Ainsi, l’OCDE finance une Task Force dont l’objectif est d’évaluer, pays par pays, les émissions de GES, en vue de les inciter à les réduire ; mais dans le même temps cette insti­tution affirme qu’il est déjà trop tard. Quel est le sens de cette contradiction ? Elle pourrait simplement signifier qu’en matière de rejets de gaz à effet de serre, les pays de l’OCDE feront des efforts raisonnables… On ne saurait être plus discrètement cynique. Et pendant ce temps, des insti­tutions comme l’Agence européenne pour l’environne­ment, continuent à accumuler les affirmations gratuites, formulées au futur : les changements climatiques « (…) af­fecteront considérablement nos sociétés et nos environne­ments dans les décennies et les siècles à venir »… – et d’exiger la ratification du protocole de Kyoto (1997) sur la réduction des émissions de gaz à effet de serre, dont nombre d’observateurs considèrent désormais qu’il ne sera jamais mis en application.

Qu’il soit néanmoins bien clair que ce qui précède n’accuse pas les scientifiques du GIEC : la maîtrise énergé­tique du monde par les pays les plus riches n’est pas de la responsabilité du GIEC, dont les rapports peuvent d’ailleurs ne pas toujours plaire aux États-Unis, et aux pays du G7 ou de l’OCDE qui sont parmi les plus grands émetteurs de gaz à effet de serre et qui, objectivement, entendent bien le rester.

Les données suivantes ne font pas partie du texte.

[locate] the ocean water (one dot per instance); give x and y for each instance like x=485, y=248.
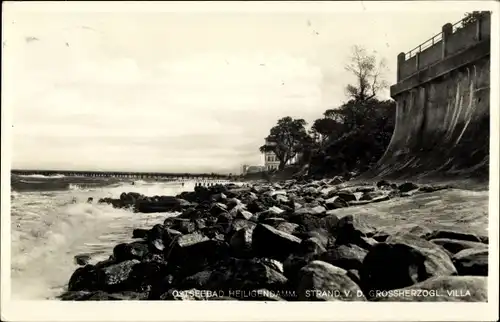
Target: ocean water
x=51, y=222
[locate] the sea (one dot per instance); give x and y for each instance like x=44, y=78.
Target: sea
x=51, y=222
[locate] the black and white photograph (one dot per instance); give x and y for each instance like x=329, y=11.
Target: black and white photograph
x=240, y=154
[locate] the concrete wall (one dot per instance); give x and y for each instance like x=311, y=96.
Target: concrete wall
x=446, y=44
x=443, y=117
x=442, y=127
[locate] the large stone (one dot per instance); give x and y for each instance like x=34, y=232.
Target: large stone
x=345, y=256
x=241, y=242
x=85, y=278
x=349, y=229
x=240, y=212
x=185, y=226
x=472, y=261
x=195, y=251
x=455, y=245
x=407, y=186
x=287, y=227
x=314, y=211
x=238, y=274
x=336, y=202
x=115, y=277
x=140, y=233
x=391, y=266
x=270, y=242
x=135, y=250
x=439, y=289
x=403, y=261
x=452, y=234
x=346, y=195
x=437, y=260
x=320, y=281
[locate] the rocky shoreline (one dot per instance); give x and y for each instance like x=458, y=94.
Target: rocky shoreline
x=283, y=242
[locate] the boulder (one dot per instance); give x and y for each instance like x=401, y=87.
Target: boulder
x=456, y=245
x=240, y=212
x=314, y=211
x=135, y=250
x=185, y=226
x=140, y=233
x=452, y=234
x=472, y=261
x=241, y=242
x=349, y=230
x=403, y=261
x=346, y=195
x=407, y=186
x=194, y=252
x=238, y=274
x=82, y=259
x=336, y=202
x=320, y=281
x=273, y=243
x=345, y=256
x=287, y=227
x=437, y=259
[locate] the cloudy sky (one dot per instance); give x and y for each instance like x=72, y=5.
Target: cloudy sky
x=182, y=91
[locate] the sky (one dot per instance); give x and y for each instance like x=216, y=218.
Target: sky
x=181, y=91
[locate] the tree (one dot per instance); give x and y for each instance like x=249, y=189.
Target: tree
x=368, y=73
x=325, y=128
x=287, y=138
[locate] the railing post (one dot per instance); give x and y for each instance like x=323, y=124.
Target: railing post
x=478, y=28
x=447, y=31
x=401, y=60
x=417, y=61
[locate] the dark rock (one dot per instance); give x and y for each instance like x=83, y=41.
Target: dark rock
x=135, y=250
x=407, y=186
x=346, y=195
x=240, y=212
x=84, y=279
x=350, y=229
x=183, y=225
x=307, y=222
x=383, y=183
x=287, y=227
x=450, y=234
x=312, y=211
x=345, y=256
x=238, y=274
x=336, y=202
x=273, y=221
x=115, y=277
x=82, y=260
x=353, y=274
x=217, y=209
x=403, y=261
x=320, y=281
x=140, y=233
x=270, y=242
x=437, y=259
x=440, y=289
x=391, y=266
x=165, y=204
x=455, y=245
x=472, y=261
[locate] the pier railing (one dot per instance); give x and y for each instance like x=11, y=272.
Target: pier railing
x=452, y=39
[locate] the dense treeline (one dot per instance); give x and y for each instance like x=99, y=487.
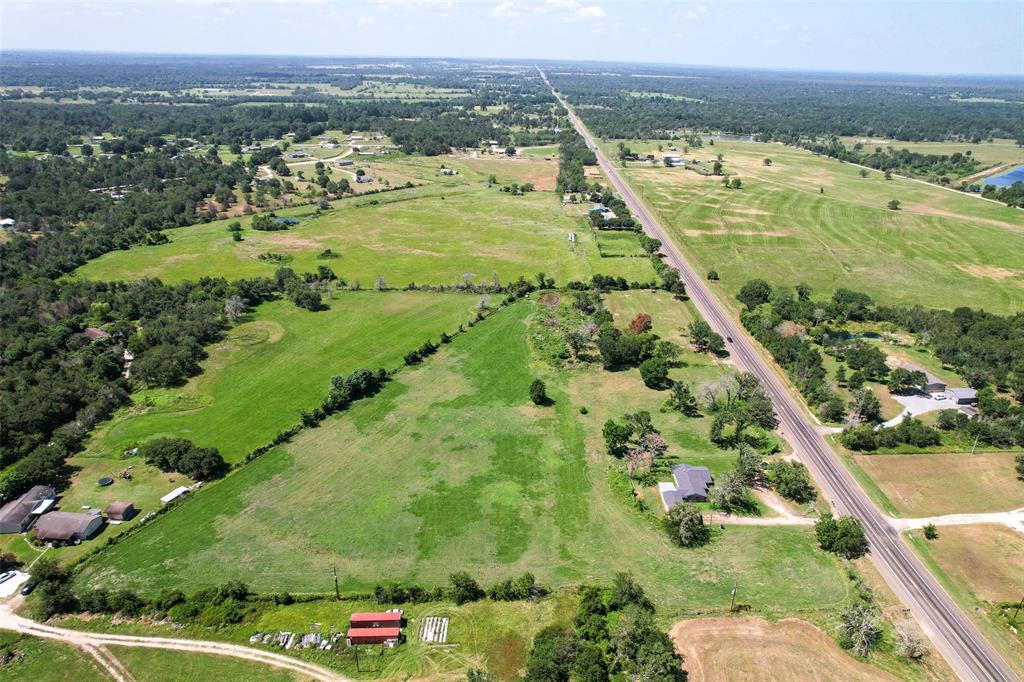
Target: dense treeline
x=612, y=636
x=790, y=107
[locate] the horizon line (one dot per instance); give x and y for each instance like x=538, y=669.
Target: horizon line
x=528, y=60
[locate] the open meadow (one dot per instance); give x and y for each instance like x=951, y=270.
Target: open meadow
x=450, y=228
x=467, y=474
x=807, y=218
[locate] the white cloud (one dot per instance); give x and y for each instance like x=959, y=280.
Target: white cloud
x=562, y=9
x=590, y=12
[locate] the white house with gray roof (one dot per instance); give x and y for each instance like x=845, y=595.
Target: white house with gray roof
x=691, y=484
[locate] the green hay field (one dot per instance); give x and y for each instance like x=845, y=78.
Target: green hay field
x=942, y=249
x=452, y=467
x=429, y=240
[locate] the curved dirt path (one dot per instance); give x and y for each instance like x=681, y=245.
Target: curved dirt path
x=92, y=641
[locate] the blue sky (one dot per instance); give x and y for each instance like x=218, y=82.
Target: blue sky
x=910, y=37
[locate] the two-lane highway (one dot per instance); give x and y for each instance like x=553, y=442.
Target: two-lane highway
x=968, y=652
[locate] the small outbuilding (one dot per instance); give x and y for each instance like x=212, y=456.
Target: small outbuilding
x=120, y=511
x=963, y=395
x=174, y=495
x=376, y=620
x=18, y=515
x=68, y=526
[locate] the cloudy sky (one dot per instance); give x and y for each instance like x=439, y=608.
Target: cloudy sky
x=907, y=37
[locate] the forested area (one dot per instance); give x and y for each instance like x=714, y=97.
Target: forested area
x=790, y=107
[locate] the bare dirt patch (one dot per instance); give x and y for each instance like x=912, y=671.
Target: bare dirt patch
x=988, y=271
x=920, y=484
x=751, y=648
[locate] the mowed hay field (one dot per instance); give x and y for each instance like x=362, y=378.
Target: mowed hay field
x=46, y=661
x=280, y=361
x=920, y=484
x=451, y=467
x=437, y=233
x=751, y=648
x=942, y=249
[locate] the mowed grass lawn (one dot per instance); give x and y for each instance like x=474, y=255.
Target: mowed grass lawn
x=941, y=249
x=45, y=661
x=280, y=361
x=429, y=236
x=166, y=666
x=451, y=467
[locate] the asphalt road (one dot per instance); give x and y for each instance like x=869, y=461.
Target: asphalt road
x=968, y=652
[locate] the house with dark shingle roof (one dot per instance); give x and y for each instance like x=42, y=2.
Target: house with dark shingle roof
x=18, y=515
x=691, y=484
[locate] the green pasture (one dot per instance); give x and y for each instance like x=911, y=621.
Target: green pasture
x=451, y=467
x=39, y=659
x=998, y=152
x=941, y=249
x=424, y=236
x=279, y=361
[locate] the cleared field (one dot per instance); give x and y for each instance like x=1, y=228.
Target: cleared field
x=165, y=666
x=619, y=244
x=751, y=648
x=278, y=363
x=450, y=468
x=941, y=249
x=921, y=484
x=44, y=661
x=436, y=237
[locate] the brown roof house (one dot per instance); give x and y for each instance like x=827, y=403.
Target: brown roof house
x=120, y=511
x=68, y=526
x=18, y=515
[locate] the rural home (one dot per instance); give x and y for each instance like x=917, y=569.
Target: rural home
x=65, y=526
x=18, y=515
x=691, y=484
x=120, y=511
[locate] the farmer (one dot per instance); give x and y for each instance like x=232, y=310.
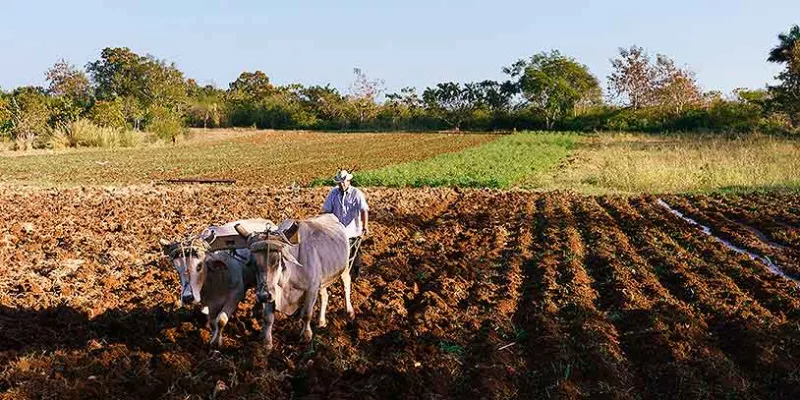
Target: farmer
x=350, y=206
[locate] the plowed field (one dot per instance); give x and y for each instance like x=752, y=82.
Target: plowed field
x=464, y=294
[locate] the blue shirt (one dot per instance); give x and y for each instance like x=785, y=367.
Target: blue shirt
x=347, y=208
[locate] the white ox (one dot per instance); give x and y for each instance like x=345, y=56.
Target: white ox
x=296, y=262
x=211, y=275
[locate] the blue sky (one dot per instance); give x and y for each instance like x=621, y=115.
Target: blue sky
x=405, y=43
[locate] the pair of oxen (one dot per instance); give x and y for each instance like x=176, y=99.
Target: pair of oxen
x=289, y=265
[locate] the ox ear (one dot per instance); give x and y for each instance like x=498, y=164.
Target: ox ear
x=216, y=265
x=165, y=246
x=290, y=229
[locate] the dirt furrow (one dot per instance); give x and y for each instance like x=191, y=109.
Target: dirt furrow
x=651, y=322
x=737, y=234
x=572, y=350
x=760, y=343
x=705, y=367
x=774, y=293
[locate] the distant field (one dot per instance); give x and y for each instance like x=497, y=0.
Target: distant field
x=261, y=158
x=630, y=163
x=592, y=164
x=498, y=164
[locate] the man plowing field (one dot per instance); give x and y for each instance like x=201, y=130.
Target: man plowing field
x=349, y=205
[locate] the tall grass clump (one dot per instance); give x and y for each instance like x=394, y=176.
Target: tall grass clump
x=679, y=163
x=83, y=133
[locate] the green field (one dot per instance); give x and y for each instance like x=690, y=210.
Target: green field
x=499, y=164
x=596, y=163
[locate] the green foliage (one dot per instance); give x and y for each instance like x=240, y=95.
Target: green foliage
x=554, y=85
x=451, y=102
x=108, y=113
x=29, y=112
x=498, y=164
x=147, y=86
x=165, y=123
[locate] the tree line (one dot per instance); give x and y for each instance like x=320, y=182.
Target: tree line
x=548, y=91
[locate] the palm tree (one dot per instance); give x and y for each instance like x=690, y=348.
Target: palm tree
x=781, y=52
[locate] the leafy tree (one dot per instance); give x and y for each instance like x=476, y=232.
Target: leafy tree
x=67, y=80
x=108, y=113
x=326, y=104
x=146, y=84
x=786, y=95
x=252, y=85
x=363, y=94
x=205, y=105
x=451, y=102
x=633, y=77
x=782, y=53
x=400, y=109
x=554, y=84
x=675, y=88
x=29, y=114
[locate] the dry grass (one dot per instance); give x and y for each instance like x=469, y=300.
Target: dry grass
x=635, y=163
x=255, y=158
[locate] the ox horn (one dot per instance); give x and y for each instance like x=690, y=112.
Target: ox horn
x=241, y=230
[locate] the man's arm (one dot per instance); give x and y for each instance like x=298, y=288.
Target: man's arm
x=327, y=206
x=365, y=221
x=364, y=212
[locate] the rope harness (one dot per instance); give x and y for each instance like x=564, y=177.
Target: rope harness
x=354, y=249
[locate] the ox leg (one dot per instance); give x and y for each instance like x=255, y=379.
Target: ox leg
x=323, y=305
x=213, y=317
x=346, y=281
x=269, y=319
x=222, y=318
x=308, y=312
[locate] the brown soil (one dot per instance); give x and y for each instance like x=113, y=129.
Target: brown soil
x=464, y=294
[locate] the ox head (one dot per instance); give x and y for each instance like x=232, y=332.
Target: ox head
x=275, y=263
x=188, y=258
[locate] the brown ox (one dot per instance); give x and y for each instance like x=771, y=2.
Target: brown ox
x=296, y=262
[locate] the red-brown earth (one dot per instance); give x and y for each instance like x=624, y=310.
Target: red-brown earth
x=464, y=294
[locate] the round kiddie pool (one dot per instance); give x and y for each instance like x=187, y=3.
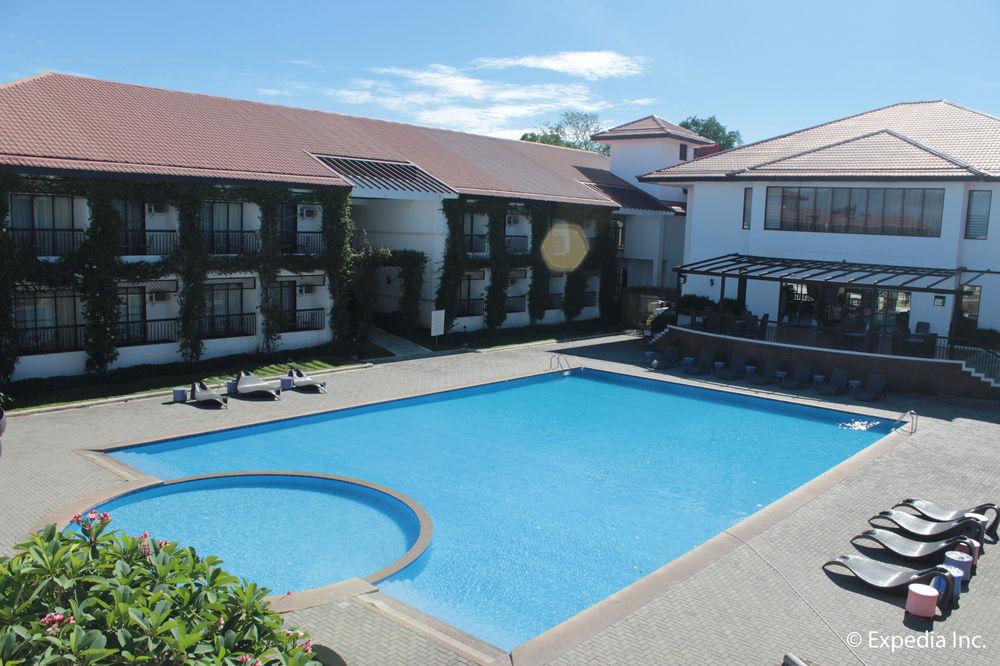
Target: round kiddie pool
x=285, y=531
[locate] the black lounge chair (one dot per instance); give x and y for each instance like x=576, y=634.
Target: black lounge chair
x=837, y=383
x=248, y=383
x=700, y=364
x=894, y=580
x=799, y=377
x=873, y=390
x=301, y=380
x=202, y=394
x=934, y=511
x=928, y=529
x=737, y=366
x=767, y=375
x=909, y=549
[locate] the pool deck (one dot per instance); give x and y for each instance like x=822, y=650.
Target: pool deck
x=750, y=595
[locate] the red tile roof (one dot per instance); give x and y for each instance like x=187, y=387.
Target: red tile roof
x=650, y=126
x=70, y=123
x=909, y=140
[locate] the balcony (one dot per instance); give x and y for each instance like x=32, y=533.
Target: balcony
x=138, y=243
x=48, y=242
x=303, y=320
x=231, y=242
x=469, y=307
x=229, y=326
x=50, y=339
x=149, y=332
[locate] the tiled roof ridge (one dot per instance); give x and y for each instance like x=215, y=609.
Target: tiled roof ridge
x=283, y=106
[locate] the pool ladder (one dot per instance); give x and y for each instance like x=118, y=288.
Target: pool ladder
x=912, y=415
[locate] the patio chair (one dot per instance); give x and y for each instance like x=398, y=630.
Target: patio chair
x=201, y=394
x=837, y=383
x=301, y=380
x=934, y=511
x=928, y=529
x=248, y=383
x=799, y=377
x=737, y=366
x=700, y=364
x=910, y=549
x=873, y=390
x=894, y=580
x=771, y=366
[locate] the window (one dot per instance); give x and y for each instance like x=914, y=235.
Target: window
x=856, y=210
x=977, y=216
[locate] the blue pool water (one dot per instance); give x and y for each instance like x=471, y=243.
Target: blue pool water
x=265, y=527
x=547, y=494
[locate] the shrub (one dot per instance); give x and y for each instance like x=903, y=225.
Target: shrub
x=92, y=597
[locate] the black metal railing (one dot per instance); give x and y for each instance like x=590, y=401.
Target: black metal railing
x=50, y=339
x=469, y=307
x=231, y=242
x=517, y=304
x=48, y=242
x=475, y=243
x=516, y=244
x=229, y=326
x=303, y=320
x=136, y=242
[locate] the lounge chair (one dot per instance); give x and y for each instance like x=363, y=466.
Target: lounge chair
x=737, y=366
x=873, y=390
x=837, y=383
x=700, y=364
x=301, y=380
x=928, y=529
x=909, y=549
x=799, y=377
x=894, y=580
x=248, y=383
x=934, y=511
x=767, y=375
x=202, y=394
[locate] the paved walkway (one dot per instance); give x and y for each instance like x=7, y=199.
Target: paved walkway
x=757, y=602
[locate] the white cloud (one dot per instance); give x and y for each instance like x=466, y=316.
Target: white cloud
x=590, y=65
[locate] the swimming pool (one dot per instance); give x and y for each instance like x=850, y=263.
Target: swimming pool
x=547, y=494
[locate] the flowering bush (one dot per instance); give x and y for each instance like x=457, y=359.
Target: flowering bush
x=98, y=597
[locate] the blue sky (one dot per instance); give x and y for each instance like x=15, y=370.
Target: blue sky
x=505, y=67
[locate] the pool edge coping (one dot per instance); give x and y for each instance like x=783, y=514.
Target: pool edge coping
x=291, y=601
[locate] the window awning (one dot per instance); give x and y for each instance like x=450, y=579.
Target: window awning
x=844, y=273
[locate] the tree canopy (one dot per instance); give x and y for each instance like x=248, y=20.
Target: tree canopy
x=573, y=130
x=711, y=128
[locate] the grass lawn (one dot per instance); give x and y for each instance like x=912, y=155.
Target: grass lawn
x=142, y=378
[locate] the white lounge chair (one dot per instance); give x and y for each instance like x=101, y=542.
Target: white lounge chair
x=248, y=383
x=301, y=380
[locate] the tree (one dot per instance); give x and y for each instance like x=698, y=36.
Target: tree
x=573, y=130
x=711, y=128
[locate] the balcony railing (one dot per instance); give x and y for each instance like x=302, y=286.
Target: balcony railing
x=149, y=332
x=50, y=339
x=231, y=242
x=469, y=307
x=303, y=320
x=229, y=326
x=517, y=304
x=475, y=243
x=137, y=242
x=48, y=242
x=516, y=244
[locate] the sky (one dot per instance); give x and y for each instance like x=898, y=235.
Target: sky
x=503, y=68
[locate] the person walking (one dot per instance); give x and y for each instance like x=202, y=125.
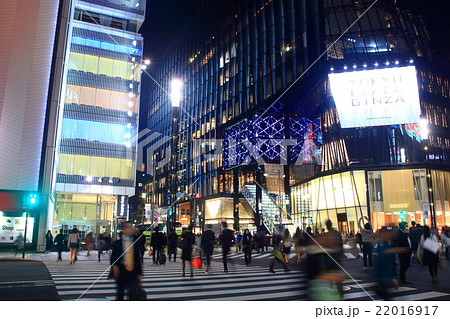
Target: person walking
x=207, y=245
x=403, y=244
x=157, y=243
x=89, y=239
x=18, y=244
x=298, y=243
x=279, y=257
x=101, y=246
x=48, y=241
x=59, y=242
x=445, y=240
x=126, y=265
x=429, y=251
x=415, y=233
x=73, y=243
x=226, y=240
x=247, y=247
x=186, y=244
x=287, y=244
x=172, y=245
x=238, y=242
x=385, y=264
x=367, y=241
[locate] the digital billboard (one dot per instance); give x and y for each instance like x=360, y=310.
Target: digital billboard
x=376, y=97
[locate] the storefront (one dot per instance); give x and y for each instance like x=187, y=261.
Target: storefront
x=394, y=196
x=221, y=210
x=87, y=213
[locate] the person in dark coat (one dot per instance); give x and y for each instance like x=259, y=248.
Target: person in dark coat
x=186, y=244
x=207, y=245
x=126, y=264
x=60, y=244
x=48, y=241
x=157, y=242
x=247, y=247
x=402, y=242
x=226, y=239
x=172, y=244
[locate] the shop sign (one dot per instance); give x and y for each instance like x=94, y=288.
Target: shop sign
x=11, y=227
x=377, y=97
x=122, y=206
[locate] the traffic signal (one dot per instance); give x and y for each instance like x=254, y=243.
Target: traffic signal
x=32, y=200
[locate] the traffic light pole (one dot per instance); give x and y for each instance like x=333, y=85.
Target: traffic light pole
x=25, y=236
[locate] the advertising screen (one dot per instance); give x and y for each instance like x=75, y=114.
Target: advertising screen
x=11, y=227
x=376, y=97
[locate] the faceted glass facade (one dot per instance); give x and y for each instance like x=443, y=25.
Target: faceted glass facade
x=97, y=148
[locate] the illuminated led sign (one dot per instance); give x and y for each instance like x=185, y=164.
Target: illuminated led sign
x=376, y=97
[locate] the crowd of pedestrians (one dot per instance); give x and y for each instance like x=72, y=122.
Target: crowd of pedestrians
x=382, y=251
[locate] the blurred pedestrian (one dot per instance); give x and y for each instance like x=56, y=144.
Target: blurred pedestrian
x=367, y=241
x=403, y=242
x=172, y=245
x=278, y=255
x=126, y=265
x=89, y=240
x=157, y=243
x=287, y=244
x=298, y=243
x=18, y=244
x=141, y=243
x=48, y=241
x=257, y=241
x=101, y=246
x=73, y=243
x=207, y=244
x=429, y=250
x=226, y=239
x=238, y=241
x=385, y=263
x=186, y=244
x=59, y=242
x=445, y=240
x=265, y=240
x=414, y=236
x=247, y=240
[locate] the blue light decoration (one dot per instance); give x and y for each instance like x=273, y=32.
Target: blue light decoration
x=308, y=135
x=265, y=135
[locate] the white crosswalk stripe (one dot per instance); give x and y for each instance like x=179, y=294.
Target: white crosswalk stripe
x=166, y=283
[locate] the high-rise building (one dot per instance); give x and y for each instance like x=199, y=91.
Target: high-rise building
x=96, y=152
x=294, y=112
x=27, y=37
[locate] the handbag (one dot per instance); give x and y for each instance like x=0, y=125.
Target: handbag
x=197, y=262
x=431, y=245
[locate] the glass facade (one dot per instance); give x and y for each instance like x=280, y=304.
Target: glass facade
x=245, y=91
x=388, y=196
x=97, y=151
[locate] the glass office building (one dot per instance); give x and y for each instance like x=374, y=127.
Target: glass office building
x=96, y=161
x=265, y=142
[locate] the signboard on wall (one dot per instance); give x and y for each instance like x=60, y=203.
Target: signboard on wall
x=11, y=227
x=376, y=97
x=122, y=206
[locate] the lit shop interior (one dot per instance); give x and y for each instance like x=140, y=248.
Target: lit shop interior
x=393, y=196
x=86, y=212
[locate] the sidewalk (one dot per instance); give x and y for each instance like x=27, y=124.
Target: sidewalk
x=26, y=280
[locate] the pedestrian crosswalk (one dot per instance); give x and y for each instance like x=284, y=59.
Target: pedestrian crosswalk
x=165, y=283
x=87, y=280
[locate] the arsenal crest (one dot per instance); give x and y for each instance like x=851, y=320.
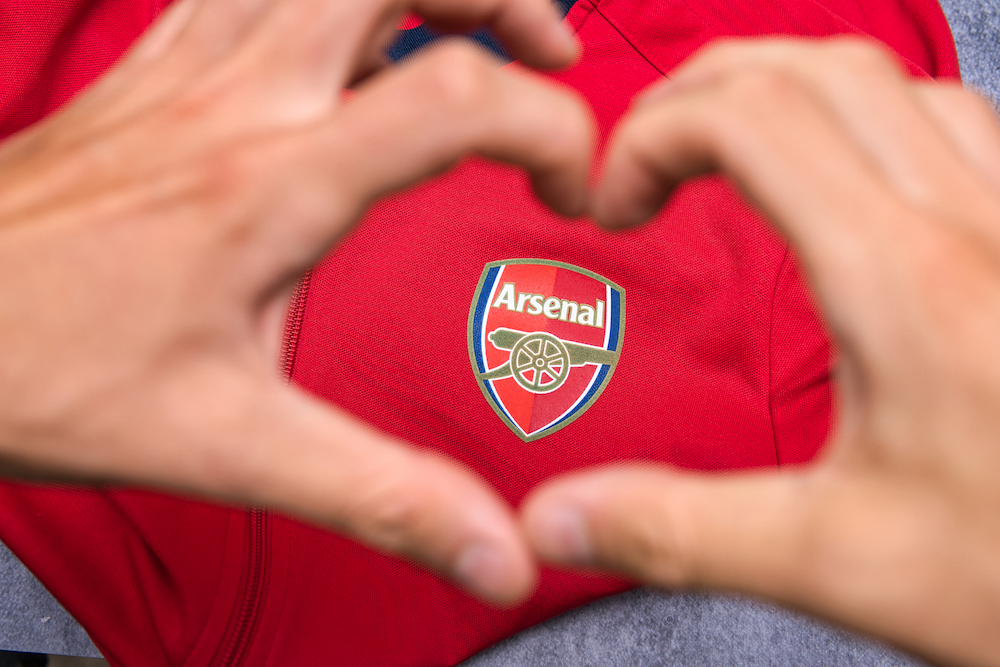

On sait à quel point les importations d’hydro­carbures et de matières premières par la Chine ont fait flam­ber les prix au cours du premier semestre de l’année 2004 et inquiètent les pays les plus riches. De manière comparable, tout observateur attentif de la politique internationale sait que le développement des pays les moins avancés, dans l’intérêt immédiat des populations locales, n’est pas pour les pays du G7 une priorité authentique.

Mais en attirant l’attention du public sur les consé­quences dramatiques d’un réchauffement climatique scien­tifiquement annoncé, le GIEC intervient objectivement dans la stratégie des maîtres du monde en matière de consom­mation et de production énergétique dans les pays avancés, comme dans les pays émergents, comme dans les pays dits « en voie de développement ». Avec la meilleure bonne foi qui soit, les scientifiques les plus honnêtes peuvent à leur insu servir des causes qui ne sont ni pures ni neutres.